The statement correctly emphasizes that drug interactions and compatibility depend on the kinetic profiles of the drugs involved. The pharmacokinetic properties, including absorption, distribution, metabolism, and elimination, can influence the interaction and duration of action of drugs.
However, the assertion that "stackability" or compatibility between drugs is solely determined by their kinetic profiles may oversimplify the complexities of drug interactions.
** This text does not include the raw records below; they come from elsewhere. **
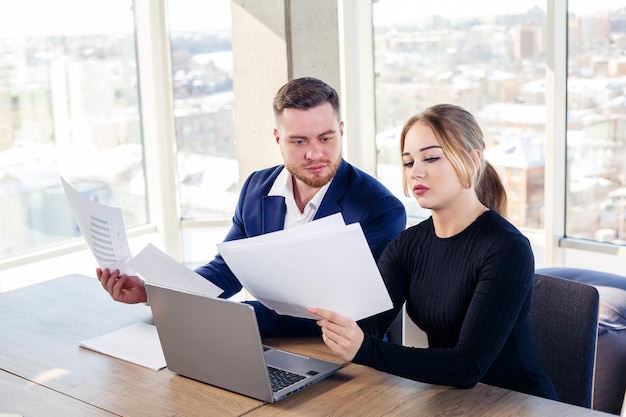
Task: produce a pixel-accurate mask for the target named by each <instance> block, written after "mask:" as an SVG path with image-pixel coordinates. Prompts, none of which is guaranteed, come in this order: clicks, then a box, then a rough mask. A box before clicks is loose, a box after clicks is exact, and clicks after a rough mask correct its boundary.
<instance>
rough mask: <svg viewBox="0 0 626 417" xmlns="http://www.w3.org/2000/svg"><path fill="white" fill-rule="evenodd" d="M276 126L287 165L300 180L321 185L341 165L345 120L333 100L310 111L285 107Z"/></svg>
mask: <svg viewBox="0 0 626 417" xmlns="http://www.w3.org/2000/svg"><path fill="white" fill-rule="evenodd" d="M277 124H278V127H277V128H276V129H274V136H275V138H276V142H277V143H278V145H279V146H280V152H281V154H282V156H283V161H284V164H285V168H287V170H288V171H289V172H290V173H291V174H292V175H293V176H294V178H296V180H297V181H299V182H301V183H303V184H305V185H307V186H309V187H312V188H320V187H322V186H324V185H325V184H327V183H328V182H329V181H330V180H331V179H332V178H333V177H334V176H335V173H336V172H337V169H338V168H339V165H340V164H341V138H342V136H343V122H338V121H337V115H336V114H335V112H334V111H333V108H332V106H331V105H330V103H324V104H322V105H319V106H317V107H314V108H312V109H308V110H299V109H285V110H284V111H283V114H282V115H281V116H280V117H279V118H278V119H277Z"/></svg>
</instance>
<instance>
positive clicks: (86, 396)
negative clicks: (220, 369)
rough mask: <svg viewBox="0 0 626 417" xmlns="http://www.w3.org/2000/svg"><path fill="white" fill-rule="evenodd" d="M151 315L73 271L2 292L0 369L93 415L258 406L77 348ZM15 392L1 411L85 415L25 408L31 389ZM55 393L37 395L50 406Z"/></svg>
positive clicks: (27, 404)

While kinetic profiles play a significant role, other factors such as target interactions, downstream signaling pathways, and potential synergistic or antagonistic effects also contribute to the overall combined effect of drugs.
The statement mentions that the terminal serum half-life may be shorter than the drug's half-life in the synaptic cleft and that the drug's action can outlive its ligand-receptor complex half-life. This is generally accurate, as drug effects can continue even after the drug has been eliminated from the body. However, the duration of drug action and the relationship between drug half-life and pharmacological effects can vary depending on the specific drug and its mechanism of action.
In summary, while your statement highlights some important aspects of pharmacokinetics, drug stacking, and duration of action, it simplifies the complexity of drug interactions and their determinants. Multiple factors, including pharmacokinetic, pharmacodynamic, and molecular considerations, need to be taken into account when evaluating drug combinations and their effects.
I agree that HCG's half life is not the primary obstacle into switching it for TRT. However, a longer half life would've obviously made a difference into the test. level HCG produces.
Short half-life, low potency (action or as you say "op's poor functioning gonads") and strong conversion to E2 is a no-go.